Through the course of the Supreme Court’s oral arguments, Chief Justice John G. Roberts Jr. summarized that the main issue at hand is whether or not IDEA places emphasis on the word “some” or the word “benefit” in the phrase “some benefit”, each resulting in both contrasting and notable meanings that has manifested into the current argument: Providing some benefit would achieve the goals of the school district in distributing education that is merely better than nothing; whereas providing some benefit implies that the education be meaningful and allow for academic progress, which Endrew and his parents seek. Justice Elena Kagan also reminded the school district’s attorney of the precedents set in previous cases in which “some benefit” was repeatedly intended to have “some bite.”

The outcome of the Court’s decision will define the quality of education for students with disabilities for years to come. Those interested in following the case, can find a copy of the transcript from this week’s arguments here. United Cerebral Palsy, along with other organizations, has signed to an amicus brief which can be viewed here. We will continue to monitor this case, and will be interested to see how the Court decides.

The RISE Act of 2016

RISE Act – The Respond, Innovate, Support, and Empower Act of 2016 (Bill S.2203)

Students living with a broad range of disabilities are enrolling at 4-year institutions more than ever before, but not all are completing their education. According to the National Center for Learning Disabilities, students with learning disabilities (LD) enrolled at 4-year colleges or universities are completing their degrees at a rate of only 45%. For their non-disabled peers, the rate of completion for a 4-year degree currently stands at 53%. There are multiple factors that could be contributing to this rate.

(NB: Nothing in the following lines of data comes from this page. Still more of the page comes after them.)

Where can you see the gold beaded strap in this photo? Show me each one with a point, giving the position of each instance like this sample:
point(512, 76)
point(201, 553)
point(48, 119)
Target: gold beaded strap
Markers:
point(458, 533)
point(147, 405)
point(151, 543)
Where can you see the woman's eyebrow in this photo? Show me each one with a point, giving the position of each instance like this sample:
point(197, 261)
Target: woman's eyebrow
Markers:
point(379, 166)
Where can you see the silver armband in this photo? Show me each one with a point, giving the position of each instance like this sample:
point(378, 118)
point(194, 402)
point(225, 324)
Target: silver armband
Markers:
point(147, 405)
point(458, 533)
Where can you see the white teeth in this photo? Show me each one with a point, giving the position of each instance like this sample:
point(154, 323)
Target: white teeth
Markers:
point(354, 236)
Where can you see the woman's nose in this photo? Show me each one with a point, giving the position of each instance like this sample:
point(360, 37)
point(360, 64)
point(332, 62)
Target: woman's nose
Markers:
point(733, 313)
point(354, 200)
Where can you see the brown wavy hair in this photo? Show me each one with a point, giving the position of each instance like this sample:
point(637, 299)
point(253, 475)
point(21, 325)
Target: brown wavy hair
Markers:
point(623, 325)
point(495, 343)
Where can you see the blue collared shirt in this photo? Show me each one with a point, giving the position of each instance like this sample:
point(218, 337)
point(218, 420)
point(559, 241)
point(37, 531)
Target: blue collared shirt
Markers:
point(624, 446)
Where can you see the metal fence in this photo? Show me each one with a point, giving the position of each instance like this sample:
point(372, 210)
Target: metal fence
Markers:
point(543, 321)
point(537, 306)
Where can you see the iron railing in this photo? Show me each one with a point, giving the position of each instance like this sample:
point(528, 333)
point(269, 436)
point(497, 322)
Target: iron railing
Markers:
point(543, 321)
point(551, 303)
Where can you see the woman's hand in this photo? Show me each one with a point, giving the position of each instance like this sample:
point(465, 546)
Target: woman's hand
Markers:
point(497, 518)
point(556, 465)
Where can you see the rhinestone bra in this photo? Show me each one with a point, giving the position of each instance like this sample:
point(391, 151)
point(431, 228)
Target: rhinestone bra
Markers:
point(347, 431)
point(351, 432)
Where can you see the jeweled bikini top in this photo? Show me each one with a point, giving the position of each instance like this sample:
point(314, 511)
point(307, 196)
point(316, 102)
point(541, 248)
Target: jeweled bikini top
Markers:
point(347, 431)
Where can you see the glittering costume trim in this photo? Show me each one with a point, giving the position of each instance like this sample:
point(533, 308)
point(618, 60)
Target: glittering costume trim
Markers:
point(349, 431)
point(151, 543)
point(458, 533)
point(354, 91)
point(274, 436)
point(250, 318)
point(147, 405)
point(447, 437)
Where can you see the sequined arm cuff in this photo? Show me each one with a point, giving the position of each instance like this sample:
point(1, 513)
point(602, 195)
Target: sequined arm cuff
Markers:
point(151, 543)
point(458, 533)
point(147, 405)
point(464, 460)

A new bill, The Respond, Innovate, Support, and Empower Act – or RISE Act, was introduced in the Senate on December 7, 2016 by Senators Bob Casey (D-PA), Orrin Hatch (R-UT), and Bill Cassidy (R-LA). This bill seeks to remove some of the most common barriers faced by students, and their families s, by requiring 4-year colleges and universities to adopt more transparent policies for their disability services – making it easier for students to obtain accommodations, services, and the supports they need throughout their college experience.

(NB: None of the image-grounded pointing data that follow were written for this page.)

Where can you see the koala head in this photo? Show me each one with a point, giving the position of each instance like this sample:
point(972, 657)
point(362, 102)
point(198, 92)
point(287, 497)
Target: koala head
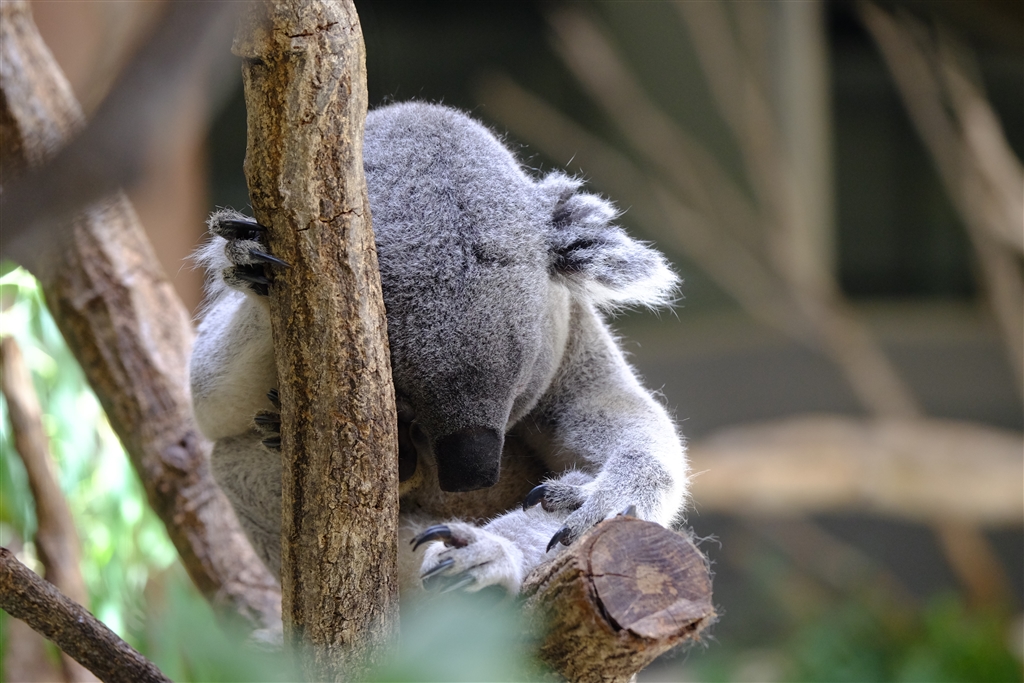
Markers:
point(479, 265)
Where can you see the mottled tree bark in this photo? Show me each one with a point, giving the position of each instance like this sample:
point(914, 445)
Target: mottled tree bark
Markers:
point(130, 333)
point(306, 99)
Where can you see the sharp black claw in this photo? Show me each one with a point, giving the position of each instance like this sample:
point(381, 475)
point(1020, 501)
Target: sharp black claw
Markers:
point(240, 228)
point(267, 258)
point(440, 566)
point(535, 497)
point(436, 532)
point(561, 536)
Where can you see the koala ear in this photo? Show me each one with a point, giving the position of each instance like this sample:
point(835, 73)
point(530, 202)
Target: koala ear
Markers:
point(598, 261)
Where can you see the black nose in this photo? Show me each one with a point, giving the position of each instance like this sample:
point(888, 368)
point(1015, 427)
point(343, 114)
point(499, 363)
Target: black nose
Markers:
point(469, 459)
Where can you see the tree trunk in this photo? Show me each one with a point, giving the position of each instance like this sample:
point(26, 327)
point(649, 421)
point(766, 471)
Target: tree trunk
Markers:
point(306, 99)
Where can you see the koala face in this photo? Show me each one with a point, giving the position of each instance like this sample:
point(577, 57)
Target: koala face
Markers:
point(465, 278)
point(478, 263)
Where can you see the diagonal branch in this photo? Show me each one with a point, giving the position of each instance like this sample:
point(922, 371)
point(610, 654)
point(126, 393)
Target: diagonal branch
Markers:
point(24, 595)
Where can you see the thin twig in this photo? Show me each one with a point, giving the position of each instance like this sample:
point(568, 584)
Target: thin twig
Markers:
point(24, 595)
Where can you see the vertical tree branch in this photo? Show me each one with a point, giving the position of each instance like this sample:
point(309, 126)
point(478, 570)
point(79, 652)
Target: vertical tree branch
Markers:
point(131, 335)
point(56, 538)
point(306, 99)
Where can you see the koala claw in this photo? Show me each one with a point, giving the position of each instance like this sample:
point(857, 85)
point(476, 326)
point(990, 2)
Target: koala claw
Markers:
point(268, 420)
point(469, 558)
point(562, 536)
point(436, 532)
point(238, 228)
point(534, 497)
point(437, 568)
point(267, 258)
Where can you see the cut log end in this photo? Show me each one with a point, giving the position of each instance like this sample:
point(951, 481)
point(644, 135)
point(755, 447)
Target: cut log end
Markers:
point(625, 593)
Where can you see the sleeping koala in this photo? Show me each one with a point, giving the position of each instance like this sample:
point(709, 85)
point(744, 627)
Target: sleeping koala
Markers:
point(520, 423)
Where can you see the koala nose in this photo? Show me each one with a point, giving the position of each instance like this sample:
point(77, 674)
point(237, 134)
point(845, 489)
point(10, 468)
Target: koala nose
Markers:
point(469, 459)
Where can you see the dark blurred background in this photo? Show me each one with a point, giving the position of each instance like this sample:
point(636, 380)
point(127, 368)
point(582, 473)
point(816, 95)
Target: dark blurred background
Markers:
point(839, 185)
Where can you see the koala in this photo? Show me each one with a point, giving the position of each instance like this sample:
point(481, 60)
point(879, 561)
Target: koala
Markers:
point(520, 423)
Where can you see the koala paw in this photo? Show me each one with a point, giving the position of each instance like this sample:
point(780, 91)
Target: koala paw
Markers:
point(468, 558)
point(267, 423)
point(246, 251)
point(585, 508)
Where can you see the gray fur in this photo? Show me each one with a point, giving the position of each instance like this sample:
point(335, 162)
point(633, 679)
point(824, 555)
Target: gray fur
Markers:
point(494, 284)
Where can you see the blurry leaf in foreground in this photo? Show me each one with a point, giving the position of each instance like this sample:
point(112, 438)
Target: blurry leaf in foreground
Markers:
point(187, 643)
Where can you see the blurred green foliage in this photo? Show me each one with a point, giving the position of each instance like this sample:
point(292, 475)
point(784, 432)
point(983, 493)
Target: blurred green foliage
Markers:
point(122, 540)
point(135, 584)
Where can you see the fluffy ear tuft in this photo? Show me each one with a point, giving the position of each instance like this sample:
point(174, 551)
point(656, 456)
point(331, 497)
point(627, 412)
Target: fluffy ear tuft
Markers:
point(598, 261)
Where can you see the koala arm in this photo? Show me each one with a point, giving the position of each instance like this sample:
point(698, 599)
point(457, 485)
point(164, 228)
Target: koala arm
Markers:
point(598, 418)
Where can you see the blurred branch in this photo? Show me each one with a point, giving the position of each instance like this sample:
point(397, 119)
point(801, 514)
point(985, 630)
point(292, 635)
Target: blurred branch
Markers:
point(626, 592)
point(56, 538)
point(976, 164)
point(912, 469)
point(790, 288)
point(132, 336)
point(677, 225)
point(26, 653)
point(72, 165)
point(24, 595)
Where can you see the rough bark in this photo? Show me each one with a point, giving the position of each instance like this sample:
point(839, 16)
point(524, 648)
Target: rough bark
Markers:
point(304, 75)
point(131, 335)
point(26, 596)
point(626, 592)
point(56, 538)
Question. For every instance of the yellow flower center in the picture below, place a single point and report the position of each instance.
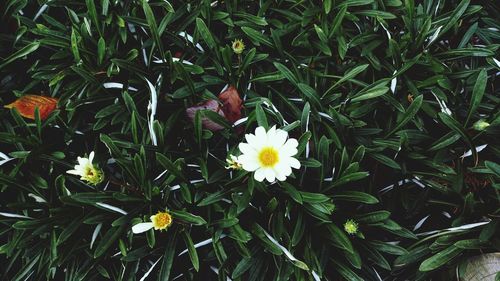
(162, 220)
(351, 227)
(268, 157)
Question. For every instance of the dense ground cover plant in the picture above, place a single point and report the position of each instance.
(393, 105)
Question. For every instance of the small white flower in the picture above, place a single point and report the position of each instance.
(87, 171)
(160, 221)
(233, 163)
(269, 154)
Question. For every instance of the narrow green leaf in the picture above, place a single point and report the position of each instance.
(477, 93)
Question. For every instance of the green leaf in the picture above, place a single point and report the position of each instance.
(408, 115)
(440, 258)
(256, 36)
(101, 50)
(339, 239)
(108, 239)
(93, 15)
(355, 196)
(193, 254)
(153, 27)
(30, 48)
(457, 128)
(188, 217)
(205, 33)
(370, 94)
(477, 93)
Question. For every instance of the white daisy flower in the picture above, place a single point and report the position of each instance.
(269, 154)
(87, 171)
(160, 221)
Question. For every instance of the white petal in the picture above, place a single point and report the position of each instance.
(254, 141)
(280, 174)
(270, 175)
(142, 227)
(259, 175)
(261, 134)
(283, 168)
(245, 148)
(271, 133)
(290, 148)
(279, 138)
(287, 151)
(294, 163)
(73, 172)
(248, 162)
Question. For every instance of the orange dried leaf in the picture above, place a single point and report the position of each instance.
(26, 105)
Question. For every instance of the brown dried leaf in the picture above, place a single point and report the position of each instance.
(232, 104)
(26, 106)
(212, 105)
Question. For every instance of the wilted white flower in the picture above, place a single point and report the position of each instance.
(87, 171)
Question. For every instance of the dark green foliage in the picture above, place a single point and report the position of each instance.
(382, 95)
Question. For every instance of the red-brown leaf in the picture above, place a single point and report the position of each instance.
(232, 104)
(26, 106)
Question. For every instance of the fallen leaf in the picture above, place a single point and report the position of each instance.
(26, 105)
(232, 104)
(212, 105)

The RISE Act would amend the Higher Education Act (HEA) to clarify the types of documentation institutions of higher education must accept from students who are enrolling who have a disability. This would allow students to submit the same form(s)of documentation for proof of disability as they have done throughout their K-12 education. As stated in the Americans with Disabilities Act of 1990 and the Rehabilitation Act of 1973, sufficient documentation for showing a student’s disability includes:

  • Previous documentation of an Individualized Education Plan (IEP), including plans that may be both current and out-of-date;
  • Documentation of a 504 Education Plan;
  • Private school documentation of services;
  • A plan or record of disability from another institution of higher learning

In addition, the RISE Act would authorize $10 million in funds from the National Center for Information and Technical Support for Postsecondary Students with Disabilities (an already existing program under the HEOA). The funds would go towards helping to better equip professors, teachers, and other facility and staff at colleges and universities to meet the growing needs of students with disabilities, including providing training, strategies, and help with providing accommodations. The RISE Act would also require all institutions of higher learning to adopt transparent policies regarding their disability services, and require them to widely share and disseminate that information to parents and families.